27 May 2014 - When the Norwegian police officer Else Gun Ommundsen was prepared to leave from Oslo airport one October day last year, she was filled with many different thoughts. Her destination country was Haiti, where she would work in the UN Stabilization Mission’s Sexual and Gender-Based Violence Team. Her inner realist warned her that the coming year would entail many challenges. But the idealist in her was ready to take them on.
In the afternoon hours of January 12, 2010, an earthquake of unprecedented magnitude struck Haiti. In less than a minute, the ruthless ruptures killed 225.000 people, injured 300.000 and displaced 2.3 million. Populations that were already disadvantaged became even more vulnerable.
Along with the physical disruption came societal disruption as well: massive displacement of populations and desperate struggles for daily life in a context of limited resources and collapsing institutions. The ruins of the earthquake also included the shattered pieces of the few protective mechanisms that had existed to prevent and respond to sexual and gender-based violence (SGBV). Family and community structures were left in pieces and law enforcement agencies were crippled. SGBV was already a challenge in pre-quake Haiti, but existing structural realities regarding gender, social class and disability were reinforced following the disaster, thus increasing the vulnerability for SGBV victimization.
To counter post-earthquake SGBV, the UN Security Council requested member states to contribute with targeted efforts through the UN Stabilization Mission in Haiti (MINUSTAH). Among these efforts was the establishment of the SGBV Team, in which Norwegian and Canadian police officers work to increase capacity within the Haitian police regarding the issue. One of these dedicated police officers is Else Gun Ommundsen, who is deployed for a one-year mission in MINUSTAH’s Delta Camp in Port-au-Prince.
The team Ommundsen is a part of focuses both on building human capacities within the Haitian National Police, by training them in how to conduct thorough investigations of SGBV cases, and on developing infrastructures where the investigations can be executed, through renovating offices and building new premises. But the starting-point for the team’s efforts often begins at the most basic levels.
“The Haitian police are lacking practically everything, from technical equipment to fuel in the police cars. Many places are also lack office facilities, so the police just execute the interrogations under a tree in the village”, explains Ommundsen.
The physical necessities to perform investigations, such as premises, computers, cameras and printers, are not only fundamental in order to secure evidence, but also to ensure dignity for the offended. However, a substantial number of victims do not even make it to the police station. The stigma connected to victimization is still a major obstacle. And it also feeds into the law enforcement agencies:
“Many victims, maybe even the majority of them, prefer to suffer in silence,” according to Ommundsen. One of the most important and challenging parts of the team’s work is therefore to contribute to an attitude change within the Haitian police force in itself, so that SGBV investigations are taken more seriously.
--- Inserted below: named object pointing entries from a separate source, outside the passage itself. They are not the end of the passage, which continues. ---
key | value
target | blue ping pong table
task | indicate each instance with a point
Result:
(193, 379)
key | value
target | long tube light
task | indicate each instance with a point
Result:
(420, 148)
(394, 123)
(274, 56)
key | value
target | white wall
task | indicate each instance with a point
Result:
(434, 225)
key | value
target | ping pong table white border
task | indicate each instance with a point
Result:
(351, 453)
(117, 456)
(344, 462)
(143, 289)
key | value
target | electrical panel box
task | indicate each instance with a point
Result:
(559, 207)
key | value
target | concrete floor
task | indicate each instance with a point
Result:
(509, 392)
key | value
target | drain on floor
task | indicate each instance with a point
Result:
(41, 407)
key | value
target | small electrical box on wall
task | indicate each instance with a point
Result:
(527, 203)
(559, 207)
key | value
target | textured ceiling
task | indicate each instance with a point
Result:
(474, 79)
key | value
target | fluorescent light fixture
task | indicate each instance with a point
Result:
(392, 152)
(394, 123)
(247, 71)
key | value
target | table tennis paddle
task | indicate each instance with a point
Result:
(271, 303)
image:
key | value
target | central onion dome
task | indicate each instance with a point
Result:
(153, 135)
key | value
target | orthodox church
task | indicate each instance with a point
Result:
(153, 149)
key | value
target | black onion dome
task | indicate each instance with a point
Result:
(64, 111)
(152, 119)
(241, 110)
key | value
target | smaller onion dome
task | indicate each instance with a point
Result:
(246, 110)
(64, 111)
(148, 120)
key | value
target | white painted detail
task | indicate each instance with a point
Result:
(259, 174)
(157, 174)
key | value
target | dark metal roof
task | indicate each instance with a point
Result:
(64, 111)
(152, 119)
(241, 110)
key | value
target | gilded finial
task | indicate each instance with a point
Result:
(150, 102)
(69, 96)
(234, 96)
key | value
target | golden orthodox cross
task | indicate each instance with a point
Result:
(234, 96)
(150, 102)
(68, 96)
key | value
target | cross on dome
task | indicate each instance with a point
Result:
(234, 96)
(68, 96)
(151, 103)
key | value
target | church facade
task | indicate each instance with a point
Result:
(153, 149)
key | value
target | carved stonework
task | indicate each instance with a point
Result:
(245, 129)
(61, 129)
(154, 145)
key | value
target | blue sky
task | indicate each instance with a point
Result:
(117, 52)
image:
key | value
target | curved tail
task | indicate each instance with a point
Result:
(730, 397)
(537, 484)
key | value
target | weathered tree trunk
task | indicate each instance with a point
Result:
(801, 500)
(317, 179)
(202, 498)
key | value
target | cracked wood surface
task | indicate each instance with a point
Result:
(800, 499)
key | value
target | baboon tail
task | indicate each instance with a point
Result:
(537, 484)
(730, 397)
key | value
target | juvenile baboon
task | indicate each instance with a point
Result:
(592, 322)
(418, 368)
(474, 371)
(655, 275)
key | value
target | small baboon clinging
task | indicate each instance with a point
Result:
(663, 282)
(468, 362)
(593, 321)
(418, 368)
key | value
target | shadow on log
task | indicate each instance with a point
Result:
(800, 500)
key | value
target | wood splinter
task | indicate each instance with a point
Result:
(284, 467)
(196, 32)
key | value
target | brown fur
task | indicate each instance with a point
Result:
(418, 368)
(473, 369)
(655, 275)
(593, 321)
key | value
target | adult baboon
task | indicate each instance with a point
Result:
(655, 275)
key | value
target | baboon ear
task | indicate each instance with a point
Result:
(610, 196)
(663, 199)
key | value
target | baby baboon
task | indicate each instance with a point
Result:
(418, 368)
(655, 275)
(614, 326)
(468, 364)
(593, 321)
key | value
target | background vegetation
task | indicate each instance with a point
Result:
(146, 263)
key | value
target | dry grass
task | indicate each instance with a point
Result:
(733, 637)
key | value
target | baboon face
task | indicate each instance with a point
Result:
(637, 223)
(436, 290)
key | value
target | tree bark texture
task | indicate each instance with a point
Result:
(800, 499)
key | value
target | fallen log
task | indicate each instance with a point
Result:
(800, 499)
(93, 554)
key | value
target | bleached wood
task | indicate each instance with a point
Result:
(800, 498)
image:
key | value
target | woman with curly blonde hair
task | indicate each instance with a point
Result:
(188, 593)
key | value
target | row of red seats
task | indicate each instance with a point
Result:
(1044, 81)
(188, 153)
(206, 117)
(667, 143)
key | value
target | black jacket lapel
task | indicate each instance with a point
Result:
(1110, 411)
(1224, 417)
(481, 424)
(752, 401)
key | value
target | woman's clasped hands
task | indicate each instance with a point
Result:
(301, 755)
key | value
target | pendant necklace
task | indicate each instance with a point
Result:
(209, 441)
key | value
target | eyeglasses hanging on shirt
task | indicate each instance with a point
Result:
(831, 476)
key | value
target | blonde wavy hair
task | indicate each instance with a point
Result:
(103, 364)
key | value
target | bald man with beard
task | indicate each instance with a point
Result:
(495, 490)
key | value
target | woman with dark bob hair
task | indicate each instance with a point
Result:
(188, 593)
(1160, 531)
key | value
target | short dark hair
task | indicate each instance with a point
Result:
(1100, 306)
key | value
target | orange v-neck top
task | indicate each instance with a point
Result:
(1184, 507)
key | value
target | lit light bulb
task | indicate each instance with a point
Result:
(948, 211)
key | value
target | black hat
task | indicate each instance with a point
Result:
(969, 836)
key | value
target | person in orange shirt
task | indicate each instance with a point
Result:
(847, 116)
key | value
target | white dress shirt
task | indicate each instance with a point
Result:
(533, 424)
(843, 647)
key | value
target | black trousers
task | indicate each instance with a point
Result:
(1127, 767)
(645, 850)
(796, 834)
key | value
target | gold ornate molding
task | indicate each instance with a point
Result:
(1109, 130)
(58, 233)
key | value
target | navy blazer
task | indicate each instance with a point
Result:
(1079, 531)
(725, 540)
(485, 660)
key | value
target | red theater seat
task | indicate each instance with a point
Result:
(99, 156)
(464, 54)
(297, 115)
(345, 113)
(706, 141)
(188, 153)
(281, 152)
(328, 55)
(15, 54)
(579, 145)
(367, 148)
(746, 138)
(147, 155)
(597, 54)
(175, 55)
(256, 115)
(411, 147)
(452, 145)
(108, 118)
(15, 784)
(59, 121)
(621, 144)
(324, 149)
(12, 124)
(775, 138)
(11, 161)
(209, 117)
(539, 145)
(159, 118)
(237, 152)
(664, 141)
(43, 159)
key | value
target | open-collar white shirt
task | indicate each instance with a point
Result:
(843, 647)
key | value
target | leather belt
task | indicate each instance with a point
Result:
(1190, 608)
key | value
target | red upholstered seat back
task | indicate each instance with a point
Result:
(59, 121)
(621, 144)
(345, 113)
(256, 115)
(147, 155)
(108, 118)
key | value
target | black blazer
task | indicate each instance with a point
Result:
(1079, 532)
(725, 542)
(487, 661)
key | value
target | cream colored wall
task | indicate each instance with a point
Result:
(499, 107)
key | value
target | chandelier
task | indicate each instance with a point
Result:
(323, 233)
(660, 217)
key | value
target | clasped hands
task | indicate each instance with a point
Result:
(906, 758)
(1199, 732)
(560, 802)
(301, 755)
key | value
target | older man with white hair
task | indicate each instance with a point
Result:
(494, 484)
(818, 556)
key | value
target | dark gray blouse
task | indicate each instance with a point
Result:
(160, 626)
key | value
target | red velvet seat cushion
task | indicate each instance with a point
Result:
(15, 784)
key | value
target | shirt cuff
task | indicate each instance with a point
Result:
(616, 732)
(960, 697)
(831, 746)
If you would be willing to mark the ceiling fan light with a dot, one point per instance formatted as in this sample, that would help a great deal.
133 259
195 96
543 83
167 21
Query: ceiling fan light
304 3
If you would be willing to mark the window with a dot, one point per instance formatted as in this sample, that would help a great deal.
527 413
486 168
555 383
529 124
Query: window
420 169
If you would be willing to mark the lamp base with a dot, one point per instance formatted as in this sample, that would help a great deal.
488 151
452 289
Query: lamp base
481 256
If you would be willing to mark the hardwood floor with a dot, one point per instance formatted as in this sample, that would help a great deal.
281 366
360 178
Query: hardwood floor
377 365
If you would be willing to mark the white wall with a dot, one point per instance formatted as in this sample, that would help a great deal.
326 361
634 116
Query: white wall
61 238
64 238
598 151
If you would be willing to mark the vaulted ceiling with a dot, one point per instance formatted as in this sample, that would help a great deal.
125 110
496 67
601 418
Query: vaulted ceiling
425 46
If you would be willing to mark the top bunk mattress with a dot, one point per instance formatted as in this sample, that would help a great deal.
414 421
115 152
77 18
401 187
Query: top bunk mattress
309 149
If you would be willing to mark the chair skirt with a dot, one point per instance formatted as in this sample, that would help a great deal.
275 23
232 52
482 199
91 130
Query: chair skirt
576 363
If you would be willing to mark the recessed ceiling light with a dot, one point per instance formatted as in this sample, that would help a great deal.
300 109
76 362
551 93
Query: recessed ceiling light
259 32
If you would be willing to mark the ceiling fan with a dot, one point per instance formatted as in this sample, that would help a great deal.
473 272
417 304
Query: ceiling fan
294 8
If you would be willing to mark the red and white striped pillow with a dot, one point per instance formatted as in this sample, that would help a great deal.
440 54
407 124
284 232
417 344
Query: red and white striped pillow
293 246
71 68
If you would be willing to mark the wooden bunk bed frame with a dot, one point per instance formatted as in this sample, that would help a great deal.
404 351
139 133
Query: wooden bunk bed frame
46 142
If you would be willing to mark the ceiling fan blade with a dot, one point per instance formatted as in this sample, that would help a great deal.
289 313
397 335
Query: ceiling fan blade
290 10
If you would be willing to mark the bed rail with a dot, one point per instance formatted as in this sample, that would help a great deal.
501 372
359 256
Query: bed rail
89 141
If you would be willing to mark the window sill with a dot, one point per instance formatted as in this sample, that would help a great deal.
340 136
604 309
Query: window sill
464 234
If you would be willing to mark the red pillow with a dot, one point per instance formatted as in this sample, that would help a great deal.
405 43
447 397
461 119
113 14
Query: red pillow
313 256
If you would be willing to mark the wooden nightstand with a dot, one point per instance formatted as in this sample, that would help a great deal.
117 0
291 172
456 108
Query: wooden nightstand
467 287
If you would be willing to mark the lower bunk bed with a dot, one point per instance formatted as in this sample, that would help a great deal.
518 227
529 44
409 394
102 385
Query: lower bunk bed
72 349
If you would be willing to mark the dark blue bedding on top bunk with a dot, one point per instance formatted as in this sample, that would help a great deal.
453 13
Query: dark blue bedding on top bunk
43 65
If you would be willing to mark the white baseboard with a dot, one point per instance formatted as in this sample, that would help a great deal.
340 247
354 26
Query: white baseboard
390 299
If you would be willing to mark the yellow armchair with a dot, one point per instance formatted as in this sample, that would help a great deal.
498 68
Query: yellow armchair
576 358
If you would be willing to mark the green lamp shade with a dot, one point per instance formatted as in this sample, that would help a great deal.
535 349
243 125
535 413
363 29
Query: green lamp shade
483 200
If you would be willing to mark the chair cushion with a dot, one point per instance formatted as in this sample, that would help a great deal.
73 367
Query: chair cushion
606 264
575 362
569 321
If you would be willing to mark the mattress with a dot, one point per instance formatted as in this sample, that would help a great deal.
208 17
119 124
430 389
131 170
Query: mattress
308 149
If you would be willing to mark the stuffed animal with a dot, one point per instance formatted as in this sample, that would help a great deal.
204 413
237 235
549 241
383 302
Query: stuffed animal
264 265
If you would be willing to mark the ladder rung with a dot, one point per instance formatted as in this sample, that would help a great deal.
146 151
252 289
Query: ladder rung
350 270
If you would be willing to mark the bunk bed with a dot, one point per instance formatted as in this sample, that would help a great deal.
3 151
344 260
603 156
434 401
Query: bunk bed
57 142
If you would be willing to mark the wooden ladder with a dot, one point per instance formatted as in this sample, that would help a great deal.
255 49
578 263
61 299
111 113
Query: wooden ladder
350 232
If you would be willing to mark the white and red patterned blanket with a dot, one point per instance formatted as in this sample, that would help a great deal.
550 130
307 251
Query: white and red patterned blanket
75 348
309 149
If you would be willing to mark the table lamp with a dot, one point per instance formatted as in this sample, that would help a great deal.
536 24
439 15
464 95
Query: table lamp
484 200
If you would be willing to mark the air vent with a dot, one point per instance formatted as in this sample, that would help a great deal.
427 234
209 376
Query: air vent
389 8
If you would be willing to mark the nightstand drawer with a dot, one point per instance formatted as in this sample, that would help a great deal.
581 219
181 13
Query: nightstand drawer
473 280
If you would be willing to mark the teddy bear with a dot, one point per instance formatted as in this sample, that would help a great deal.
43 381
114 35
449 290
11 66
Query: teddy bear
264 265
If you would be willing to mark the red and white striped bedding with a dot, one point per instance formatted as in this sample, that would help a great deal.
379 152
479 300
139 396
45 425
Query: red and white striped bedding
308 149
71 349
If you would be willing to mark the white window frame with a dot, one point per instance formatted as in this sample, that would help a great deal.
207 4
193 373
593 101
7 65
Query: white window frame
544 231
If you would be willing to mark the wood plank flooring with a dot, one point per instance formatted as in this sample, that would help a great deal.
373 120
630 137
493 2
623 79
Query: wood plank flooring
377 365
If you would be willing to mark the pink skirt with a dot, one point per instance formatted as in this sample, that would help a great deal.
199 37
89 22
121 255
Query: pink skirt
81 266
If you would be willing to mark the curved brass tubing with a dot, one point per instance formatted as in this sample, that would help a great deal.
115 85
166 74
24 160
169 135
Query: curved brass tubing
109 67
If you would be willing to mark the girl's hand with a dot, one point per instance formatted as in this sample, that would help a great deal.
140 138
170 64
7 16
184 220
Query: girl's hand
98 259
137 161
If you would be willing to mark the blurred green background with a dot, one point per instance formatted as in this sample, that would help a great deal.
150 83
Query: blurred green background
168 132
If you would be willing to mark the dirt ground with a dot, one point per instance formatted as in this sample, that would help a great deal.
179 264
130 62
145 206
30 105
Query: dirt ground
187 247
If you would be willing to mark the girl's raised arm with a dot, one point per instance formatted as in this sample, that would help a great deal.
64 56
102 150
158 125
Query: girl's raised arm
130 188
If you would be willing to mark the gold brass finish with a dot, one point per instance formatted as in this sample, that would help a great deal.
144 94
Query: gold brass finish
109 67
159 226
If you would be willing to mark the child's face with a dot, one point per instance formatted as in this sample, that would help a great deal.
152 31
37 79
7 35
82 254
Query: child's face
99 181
So far, 1164 out of a total of 12 000 Haitian police officers have participated in the SGBV Team’s training program, and it is now a part of the curriculum for the students at the National Police Academy. In order to make the efforts sustainable, the team has also educated 35 instructors from the Haitian police to continue the training(s) after their mission has ended. Ommundsen underscores the importance “of enabling the local police, which has the necessary language and culture expertise to train their own officers on SGBV investigations. Sustainable change must ultimately come from within”.
Progress is indeed being made, even though the phenomenon of SGBV is highly complex and requires long-term efforts. But as the Creole saying goes “deye mon gen mon” – beyond mountains there are mountains. It means that as you solve a problem, another problem appears. But giving up is never an option; you just go on and solve that one too.